Und dann ging es los. Die Initiatorin des #Aufschrei @vonhorst hat die Keynote gehalten. Sie sprach über Feminismus, den Umgang mit Genderfragen im Ausland und nannte als Hauptthema der Piraten das BGE, was allerdings bei einigen Anwesenden für etwas Irritation sorgte. Damit war der Rahmen zunächst gesetzt. Nach dem Auftakt ging man alles sehr flauschig an. Es wurde versucht eine Intime, vertrauensvolle Atmosphäre zu erzeugen, was angesichts der schätzungsweise 70 bis 100 Teilnehmer und des laufenden Streams doch recht schwierig war.
Dass die Veranstaltung trotz einiger negativer Vorzeichen in weiten Teilen sehr produktiv und konstruktiv ablief, ist sicher auch zu einem großen Teil dem “liquiden Prozess” geschuldet. Die Arbeit auf der Veranstaltung bestand nämlich nicht aus den üblichen Vorträgen und Workshops, sondern als Methode wurde das sogenannte World Cafe gewählt, bei dem kleine, im regelmäßigen Rhythmus durchgemischte Gruppen unter Leitung eines Hosts (Gastgebers) zu vorgegebenen Themen arbeiten und Ideen sammeln. Die wechselnden Gruppen und die zum Teil hervorragenden Hosts haben ermöglicht, dass an diesen Tischen durchaus sehr kontrovers diskutiert werden konnte. Dabei wurden keine Gedanken ausgesperrt. Damit wurde auch gewährleistet, dass zu allen Fragestellungen auch alle etwas sagen konnten. Dies wurde dem durchaus heterogenen Publikum sehr gerecht, weil hier keine Blockbildung im Sinne von “bestimmte Gruppe dominiert ein bestimmtes Thema” stattfinden konnte. Am Ende kam tatsächlich ein Ergebnis zustande, was in großen Teilen von allen Teilnehmenden getragen werden konnte. Diese Vorgehensweise kann sicher bei vielen Veranstaltungen zu extremer Produktivität führen und hat außerdem den angenehmen Nebeneffekt, dass man sehr viele Leute persönlich kennenlernt und es nicht langweilig ist.
Im Anschluss daran stellten die Hosts der Versammlung die Ergebnisse ihres Tisches vor. Einige haben es leider dabei nicht geschafft, ihre eigene Meinung im Hintergrund zu halten, was den konstruktiven und offenen Charakter der Runde etwas getrübt hat. Den meisten ist dies jedoch gelungen, so dass es als wirklich effiziente Methode der Ideensammlung funktioniert hat.
Danach gab es eine Art Spaziergang, welcher auf einige Teilnehmende eher den Eindruck eines Hofgangs im Knast machte.

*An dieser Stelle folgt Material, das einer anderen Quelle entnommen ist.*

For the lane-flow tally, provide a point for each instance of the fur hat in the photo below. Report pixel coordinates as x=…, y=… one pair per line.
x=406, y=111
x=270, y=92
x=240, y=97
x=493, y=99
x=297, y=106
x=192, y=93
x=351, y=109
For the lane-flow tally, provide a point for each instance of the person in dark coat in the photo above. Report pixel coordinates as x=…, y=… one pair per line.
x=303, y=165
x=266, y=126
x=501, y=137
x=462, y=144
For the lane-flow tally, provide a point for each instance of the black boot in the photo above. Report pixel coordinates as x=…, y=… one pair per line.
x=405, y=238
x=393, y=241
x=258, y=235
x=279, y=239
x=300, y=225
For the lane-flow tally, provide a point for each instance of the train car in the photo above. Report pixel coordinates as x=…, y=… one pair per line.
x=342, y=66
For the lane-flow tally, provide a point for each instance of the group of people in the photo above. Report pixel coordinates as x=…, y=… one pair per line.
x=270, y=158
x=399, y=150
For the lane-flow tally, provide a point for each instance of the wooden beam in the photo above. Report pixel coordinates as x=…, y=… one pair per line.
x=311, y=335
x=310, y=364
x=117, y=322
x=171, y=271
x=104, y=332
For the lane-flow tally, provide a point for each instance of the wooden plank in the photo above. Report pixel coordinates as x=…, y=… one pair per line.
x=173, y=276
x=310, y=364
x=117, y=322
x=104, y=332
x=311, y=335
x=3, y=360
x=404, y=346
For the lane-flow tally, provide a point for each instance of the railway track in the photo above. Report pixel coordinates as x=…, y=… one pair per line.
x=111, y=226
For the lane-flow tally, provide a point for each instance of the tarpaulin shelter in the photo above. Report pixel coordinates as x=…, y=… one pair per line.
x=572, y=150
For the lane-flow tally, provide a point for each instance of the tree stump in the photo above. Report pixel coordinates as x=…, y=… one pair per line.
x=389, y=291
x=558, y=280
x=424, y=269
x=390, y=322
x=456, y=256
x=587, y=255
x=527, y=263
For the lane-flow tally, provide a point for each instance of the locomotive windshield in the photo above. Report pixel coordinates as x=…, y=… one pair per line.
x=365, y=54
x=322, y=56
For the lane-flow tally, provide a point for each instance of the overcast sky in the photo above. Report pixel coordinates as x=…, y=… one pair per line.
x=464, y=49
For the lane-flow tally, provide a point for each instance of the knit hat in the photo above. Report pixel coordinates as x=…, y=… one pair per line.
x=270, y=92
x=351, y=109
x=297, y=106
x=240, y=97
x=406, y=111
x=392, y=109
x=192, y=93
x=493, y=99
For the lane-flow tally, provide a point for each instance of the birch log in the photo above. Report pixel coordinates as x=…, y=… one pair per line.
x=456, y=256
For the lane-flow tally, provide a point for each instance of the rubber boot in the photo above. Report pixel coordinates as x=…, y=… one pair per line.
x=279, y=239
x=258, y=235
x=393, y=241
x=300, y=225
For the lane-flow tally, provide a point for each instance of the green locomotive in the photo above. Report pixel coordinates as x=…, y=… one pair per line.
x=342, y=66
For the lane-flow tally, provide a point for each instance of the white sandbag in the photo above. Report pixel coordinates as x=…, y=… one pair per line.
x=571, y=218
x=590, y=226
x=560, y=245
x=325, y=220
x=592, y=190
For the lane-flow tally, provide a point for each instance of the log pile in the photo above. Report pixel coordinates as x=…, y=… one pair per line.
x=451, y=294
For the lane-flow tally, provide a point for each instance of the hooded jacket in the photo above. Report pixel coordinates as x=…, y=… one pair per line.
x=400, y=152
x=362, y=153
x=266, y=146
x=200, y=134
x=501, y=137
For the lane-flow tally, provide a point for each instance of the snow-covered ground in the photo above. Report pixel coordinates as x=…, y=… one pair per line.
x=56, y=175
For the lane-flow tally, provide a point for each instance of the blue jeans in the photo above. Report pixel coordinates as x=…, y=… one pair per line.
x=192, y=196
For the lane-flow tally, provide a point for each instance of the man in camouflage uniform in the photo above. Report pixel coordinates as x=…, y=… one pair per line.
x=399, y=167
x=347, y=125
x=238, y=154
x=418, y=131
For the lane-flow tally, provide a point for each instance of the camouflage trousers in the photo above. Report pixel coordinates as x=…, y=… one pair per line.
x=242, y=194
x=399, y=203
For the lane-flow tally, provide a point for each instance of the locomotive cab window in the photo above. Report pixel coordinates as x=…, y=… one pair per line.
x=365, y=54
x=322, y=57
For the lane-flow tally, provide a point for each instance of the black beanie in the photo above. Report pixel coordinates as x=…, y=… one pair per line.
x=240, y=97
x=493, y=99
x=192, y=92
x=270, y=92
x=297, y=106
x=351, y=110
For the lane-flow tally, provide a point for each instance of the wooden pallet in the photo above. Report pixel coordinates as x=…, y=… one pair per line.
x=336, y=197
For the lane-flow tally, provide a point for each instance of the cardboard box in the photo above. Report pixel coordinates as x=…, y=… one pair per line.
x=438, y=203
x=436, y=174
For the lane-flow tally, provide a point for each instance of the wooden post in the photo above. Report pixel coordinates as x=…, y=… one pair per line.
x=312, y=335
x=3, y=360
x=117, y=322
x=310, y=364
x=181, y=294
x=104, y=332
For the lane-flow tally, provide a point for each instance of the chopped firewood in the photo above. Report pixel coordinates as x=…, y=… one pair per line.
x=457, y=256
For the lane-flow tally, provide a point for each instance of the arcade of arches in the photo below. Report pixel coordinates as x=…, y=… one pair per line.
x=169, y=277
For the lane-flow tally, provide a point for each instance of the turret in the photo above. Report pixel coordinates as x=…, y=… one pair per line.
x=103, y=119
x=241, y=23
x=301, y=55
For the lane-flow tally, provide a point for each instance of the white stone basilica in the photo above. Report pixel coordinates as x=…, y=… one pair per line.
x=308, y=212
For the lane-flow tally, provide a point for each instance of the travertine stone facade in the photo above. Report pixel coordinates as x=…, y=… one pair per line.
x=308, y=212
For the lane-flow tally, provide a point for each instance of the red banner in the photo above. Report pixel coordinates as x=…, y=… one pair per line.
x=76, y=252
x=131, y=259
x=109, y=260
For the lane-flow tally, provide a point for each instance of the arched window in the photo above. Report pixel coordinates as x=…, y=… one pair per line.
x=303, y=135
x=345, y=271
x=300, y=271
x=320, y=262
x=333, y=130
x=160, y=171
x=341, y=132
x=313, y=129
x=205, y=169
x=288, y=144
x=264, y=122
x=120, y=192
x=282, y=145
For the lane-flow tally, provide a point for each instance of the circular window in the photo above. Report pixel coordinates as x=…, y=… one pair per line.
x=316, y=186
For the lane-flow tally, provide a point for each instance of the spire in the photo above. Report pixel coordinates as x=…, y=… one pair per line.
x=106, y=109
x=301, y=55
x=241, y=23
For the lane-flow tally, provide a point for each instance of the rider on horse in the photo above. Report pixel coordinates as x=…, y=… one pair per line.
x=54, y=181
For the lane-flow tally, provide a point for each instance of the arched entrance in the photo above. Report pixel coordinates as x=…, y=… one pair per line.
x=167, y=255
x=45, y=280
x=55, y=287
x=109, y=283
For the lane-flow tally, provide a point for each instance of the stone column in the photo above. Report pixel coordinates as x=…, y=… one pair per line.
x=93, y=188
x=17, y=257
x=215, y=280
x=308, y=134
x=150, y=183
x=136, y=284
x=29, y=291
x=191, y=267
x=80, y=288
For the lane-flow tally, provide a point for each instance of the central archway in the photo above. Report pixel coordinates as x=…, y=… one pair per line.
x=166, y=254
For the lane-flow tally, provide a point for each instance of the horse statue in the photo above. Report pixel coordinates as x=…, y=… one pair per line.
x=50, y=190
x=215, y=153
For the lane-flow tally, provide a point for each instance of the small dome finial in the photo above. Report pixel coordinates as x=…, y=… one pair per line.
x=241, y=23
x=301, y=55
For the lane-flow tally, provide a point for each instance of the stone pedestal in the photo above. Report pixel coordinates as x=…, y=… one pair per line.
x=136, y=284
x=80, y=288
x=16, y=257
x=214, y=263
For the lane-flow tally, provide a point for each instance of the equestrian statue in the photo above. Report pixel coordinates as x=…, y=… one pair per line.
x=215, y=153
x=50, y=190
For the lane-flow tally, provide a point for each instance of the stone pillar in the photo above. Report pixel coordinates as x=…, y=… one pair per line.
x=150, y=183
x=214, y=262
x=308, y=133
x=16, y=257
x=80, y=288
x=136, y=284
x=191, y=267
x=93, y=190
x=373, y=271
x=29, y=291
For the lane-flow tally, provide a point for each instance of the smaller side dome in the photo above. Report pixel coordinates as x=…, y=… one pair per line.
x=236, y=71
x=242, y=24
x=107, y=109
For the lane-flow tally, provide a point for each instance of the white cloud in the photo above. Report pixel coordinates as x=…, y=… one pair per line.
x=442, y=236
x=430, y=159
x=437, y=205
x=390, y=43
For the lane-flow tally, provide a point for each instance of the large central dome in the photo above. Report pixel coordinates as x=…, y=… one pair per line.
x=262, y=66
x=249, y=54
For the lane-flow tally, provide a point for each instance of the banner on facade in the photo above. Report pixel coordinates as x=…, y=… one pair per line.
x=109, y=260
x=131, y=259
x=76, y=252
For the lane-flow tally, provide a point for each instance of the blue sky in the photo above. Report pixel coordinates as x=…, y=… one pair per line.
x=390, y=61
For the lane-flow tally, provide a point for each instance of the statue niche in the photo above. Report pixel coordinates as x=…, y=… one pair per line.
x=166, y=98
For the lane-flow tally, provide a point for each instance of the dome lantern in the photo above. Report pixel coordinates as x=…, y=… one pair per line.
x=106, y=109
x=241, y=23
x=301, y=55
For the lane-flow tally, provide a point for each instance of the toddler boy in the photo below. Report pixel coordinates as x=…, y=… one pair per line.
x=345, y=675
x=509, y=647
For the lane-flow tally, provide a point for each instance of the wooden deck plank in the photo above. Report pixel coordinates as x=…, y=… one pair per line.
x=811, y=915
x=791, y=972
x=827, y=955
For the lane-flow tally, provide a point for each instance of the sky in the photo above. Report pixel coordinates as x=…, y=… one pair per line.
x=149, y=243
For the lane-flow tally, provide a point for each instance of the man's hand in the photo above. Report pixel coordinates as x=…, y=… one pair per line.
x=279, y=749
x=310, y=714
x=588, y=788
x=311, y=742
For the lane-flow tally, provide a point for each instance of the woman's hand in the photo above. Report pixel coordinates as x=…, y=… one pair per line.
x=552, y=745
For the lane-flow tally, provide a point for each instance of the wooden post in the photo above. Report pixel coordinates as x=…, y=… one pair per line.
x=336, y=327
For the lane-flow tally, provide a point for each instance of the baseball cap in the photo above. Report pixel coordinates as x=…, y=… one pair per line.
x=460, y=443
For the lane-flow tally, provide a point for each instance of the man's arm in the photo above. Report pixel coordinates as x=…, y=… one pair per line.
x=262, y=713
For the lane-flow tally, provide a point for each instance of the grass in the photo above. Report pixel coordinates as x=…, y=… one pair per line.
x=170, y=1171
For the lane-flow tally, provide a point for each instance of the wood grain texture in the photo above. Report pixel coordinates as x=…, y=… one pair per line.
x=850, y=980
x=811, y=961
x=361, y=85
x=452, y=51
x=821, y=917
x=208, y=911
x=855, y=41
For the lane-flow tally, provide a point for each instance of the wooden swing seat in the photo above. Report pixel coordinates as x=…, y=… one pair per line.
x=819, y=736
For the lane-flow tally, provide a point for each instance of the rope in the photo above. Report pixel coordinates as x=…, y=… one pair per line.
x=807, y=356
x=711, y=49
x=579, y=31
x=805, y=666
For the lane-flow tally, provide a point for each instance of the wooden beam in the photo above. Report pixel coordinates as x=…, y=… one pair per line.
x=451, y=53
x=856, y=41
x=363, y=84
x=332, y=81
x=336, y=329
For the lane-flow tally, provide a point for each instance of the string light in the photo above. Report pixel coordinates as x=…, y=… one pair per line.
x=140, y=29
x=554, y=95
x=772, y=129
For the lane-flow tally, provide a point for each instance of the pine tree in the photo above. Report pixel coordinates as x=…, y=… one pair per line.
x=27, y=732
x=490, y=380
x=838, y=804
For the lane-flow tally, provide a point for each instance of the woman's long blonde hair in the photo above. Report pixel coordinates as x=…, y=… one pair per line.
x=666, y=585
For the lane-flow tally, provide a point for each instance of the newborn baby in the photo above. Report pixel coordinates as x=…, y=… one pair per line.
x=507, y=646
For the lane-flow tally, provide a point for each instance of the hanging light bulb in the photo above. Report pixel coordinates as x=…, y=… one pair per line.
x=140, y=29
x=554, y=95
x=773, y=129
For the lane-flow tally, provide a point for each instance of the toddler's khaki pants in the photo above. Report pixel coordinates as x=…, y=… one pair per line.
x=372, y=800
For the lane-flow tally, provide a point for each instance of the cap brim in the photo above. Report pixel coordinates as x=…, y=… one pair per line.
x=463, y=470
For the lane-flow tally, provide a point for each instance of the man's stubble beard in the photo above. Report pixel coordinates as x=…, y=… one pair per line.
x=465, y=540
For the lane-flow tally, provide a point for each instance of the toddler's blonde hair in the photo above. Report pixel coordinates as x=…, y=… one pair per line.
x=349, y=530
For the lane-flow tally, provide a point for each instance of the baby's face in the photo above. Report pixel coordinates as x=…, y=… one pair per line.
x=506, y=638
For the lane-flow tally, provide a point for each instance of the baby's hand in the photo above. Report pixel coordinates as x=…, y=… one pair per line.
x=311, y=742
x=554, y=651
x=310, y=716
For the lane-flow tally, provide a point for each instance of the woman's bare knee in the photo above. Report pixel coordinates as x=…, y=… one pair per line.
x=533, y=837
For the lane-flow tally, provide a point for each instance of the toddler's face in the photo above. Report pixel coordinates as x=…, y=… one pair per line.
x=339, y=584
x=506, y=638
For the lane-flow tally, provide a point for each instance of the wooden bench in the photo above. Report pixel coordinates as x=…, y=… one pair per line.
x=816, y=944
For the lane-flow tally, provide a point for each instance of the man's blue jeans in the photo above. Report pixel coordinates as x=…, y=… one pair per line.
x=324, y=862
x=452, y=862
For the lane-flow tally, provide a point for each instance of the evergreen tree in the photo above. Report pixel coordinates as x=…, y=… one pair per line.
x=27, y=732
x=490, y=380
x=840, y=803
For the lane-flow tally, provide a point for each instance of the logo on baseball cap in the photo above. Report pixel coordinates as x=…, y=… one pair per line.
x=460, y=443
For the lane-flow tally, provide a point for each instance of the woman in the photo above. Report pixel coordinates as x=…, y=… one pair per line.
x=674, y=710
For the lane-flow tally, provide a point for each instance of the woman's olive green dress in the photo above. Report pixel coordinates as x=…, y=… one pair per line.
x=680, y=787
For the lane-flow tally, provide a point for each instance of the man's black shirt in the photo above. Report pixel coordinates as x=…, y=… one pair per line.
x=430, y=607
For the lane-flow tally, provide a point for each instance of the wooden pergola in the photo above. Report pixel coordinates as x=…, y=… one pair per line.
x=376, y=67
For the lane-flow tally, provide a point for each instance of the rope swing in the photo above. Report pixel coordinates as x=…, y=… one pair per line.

Darauf baute das nachfolgende „Storytelling“ auf. In mehr oder weniger zufällig zusammengestellten Dreiergruppen, wo man sich in 10 Minuten-Zeitfenstern persönliche Erfahrungen zum Thema erzählen sollte. Dieser Part sollte wohl die Teilnehmenden näher zusammenbringen, was sicher teilweise auch gelungen ist.
Hinterher gab eine Art Talkshow namens Fishbowl. Vorgesehen war, dass hier den Teilnehmenden die Möglichkeit gegeben werden sollte, ihre Erfahrungen und Sichtweisen mit den anderen zu teilen.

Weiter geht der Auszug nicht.